I also asked Gemini to point out the dangers with using GenAI tools (like itself) for relationship and career decisions. Here is what said: Poorly structured prompts often “lead the witness” and allow the tool to tell you what it thinks you want to hear. Moreover, when users provide vague prompts, they get generic and plausible sounding answers that can lead to bad long-term decisions. Without proper prompting, the tool will not capture the context and awareness of specific industries to give good advice. Even more dangerous, without more prompt context, the tool will default to validating what it thinks are the user feelings and will reinforce users’ negative beliefs about themselves.
Lots of us are using GenAI tools for life changing advice but many of us don’t know what we doing, don’t know how to formulate prompts that will give good advice and just as likely, relying on the crummy advice we are getting.
Common errors identified by Gemini also include failing to tell the tool to act as a professional career coach or professional relationship advisor and not asking the tool to ask you questions before giving advice. When I asked Grok if I should quit my job and become a YouTuber it gave me a lot of reasons I shouldn’t. But if I told it was a professional career counselor, that I had a detailed plan for content creation and had done some surveys to confirm the audience, the response was much more balanced.
Why Should Lawyers and Legal Professionals Care?
So what do all these statistics show us? Lots of us are using GenAI tools for life changing advice but many of us don’t know what we doing, don’t know how to formulate prompts that will give good advice and just as likely, relying on the crummy advice we are getting. That’s dangerous.

Just like we tell them about the risk of creating a discovery trail, we need to tell them about liability risks from bad GenAI advice.
Beyond being generally concerned, why should we care? As lawyers and legal professionals, all this should make us shiver.

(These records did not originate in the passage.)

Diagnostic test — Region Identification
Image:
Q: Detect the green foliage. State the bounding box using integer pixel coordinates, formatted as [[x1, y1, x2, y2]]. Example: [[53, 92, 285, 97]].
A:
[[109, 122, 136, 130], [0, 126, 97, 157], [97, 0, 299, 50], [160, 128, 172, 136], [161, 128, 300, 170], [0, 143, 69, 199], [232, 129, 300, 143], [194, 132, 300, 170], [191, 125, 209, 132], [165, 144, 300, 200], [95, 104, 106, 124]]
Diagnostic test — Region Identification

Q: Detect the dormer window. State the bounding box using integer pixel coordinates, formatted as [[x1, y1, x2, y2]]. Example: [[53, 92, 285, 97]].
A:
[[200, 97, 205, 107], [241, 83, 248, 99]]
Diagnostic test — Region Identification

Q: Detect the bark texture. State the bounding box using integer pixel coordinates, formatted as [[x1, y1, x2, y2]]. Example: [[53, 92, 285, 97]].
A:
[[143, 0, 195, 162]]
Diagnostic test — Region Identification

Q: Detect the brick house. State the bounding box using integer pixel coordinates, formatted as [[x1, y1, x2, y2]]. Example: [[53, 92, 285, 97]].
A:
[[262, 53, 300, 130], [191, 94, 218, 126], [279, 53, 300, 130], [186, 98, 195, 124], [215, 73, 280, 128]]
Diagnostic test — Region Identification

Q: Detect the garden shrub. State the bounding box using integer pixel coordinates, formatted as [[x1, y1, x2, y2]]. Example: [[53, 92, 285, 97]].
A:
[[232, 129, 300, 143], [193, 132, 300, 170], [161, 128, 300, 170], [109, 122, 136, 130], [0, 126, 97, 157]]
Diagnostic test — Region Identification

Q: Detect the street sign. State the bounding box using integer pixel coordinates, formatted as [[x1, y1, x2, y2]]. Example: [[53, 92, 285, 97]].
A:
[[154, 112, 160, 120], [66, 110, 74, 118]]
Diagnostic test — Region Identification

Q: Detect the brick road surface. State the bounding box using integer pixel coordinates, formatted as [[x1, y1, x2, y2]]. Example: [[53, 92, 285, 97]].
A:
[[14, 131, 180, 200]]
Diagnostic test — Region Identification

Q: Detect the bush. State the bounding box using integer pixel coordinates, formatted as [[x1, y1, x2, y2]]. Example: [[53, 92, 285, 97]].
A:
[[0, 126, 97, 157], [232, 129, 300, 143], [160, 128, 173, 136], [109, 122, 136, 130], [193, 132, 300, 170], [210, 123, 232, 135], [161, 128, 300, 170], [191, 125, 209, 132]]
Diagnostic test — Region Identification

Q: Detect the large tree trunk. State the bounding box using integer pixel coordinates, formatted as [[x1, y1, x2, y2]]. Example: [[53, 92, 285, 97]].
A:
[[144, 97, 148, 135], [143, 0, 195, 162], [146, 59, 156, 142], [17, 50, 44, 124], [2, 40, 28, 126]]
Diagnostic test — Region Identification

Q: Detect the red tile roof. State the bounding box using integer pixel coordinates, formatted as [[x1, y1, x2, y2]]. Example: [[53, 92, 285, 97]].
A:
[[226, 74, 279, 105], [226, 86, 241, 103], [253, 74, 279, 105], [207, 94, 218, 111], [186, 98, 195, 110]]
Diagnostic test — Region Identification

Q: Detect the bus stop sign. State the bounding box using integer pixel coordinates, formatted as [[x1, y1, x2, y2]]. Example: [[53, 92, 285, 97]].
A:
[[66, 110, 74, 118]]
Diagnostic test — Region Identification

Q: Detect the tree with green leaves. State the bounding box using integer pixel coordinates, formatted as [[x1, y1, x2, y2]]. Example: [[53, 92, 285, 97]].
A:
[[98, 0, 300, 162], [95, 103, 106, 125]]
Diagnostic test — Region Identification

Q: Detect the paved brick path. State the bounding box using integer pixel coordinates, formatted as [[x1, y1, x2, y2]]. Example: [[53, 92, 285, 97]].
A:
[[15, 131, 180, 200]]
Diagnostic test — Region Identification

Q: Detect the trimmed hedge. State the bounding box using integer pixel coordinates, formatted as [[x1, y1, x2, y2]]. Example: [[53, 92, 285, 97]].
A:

Ignoring the fact that many of us may be using GenAI tools incorrectly, clearly our clients are.
In addition to creating a massive discovery dump of all kinds of personal stuff about which I have written, our clients are making bad decisions about how to act in the workplace and in relationships. And those decisions can lead to liability for them and who they work for.
What Can We Do?
So what should we do? Just as we have done with other risks that our clients have faced, we need to educate our clients about the risks of GenAI and caution them about these kinds of uses. We need to tell them why the kinds of prompts they may be using can lead to bad decisions and how that can harm them legally.
We need to tell our family law clients, for example, that asking ChatGPT for advice on how win custody is not the best idea. We need to educate our business clients that trying to resolve a tricky termination situation by listening to Grok may not only backfire, it could lead to serious liability if not handled correctly.
Not part of our job? Maybe. But if we believe that keeping clients out of jams is just as important, if not more so, than getting them out of one, then it is our job. I think most supervisors and in house counsel would welcome just this sort of training. Yes, we aren’t psychologists or human relations experts but we do know about legal risk avoidance and this sort of training falls right within that wheelhouse.
GenAI is too pervasive in our workforce and personal lives to ignore its repercussion for our clients. Just like we tell them about the risk of creating a discovery trail, we need to tell them about liability risks from bad GenAI advice. It’s what lawyers that care about their clients ought to be doing. And it’s conversations that need to happen before the damage is done.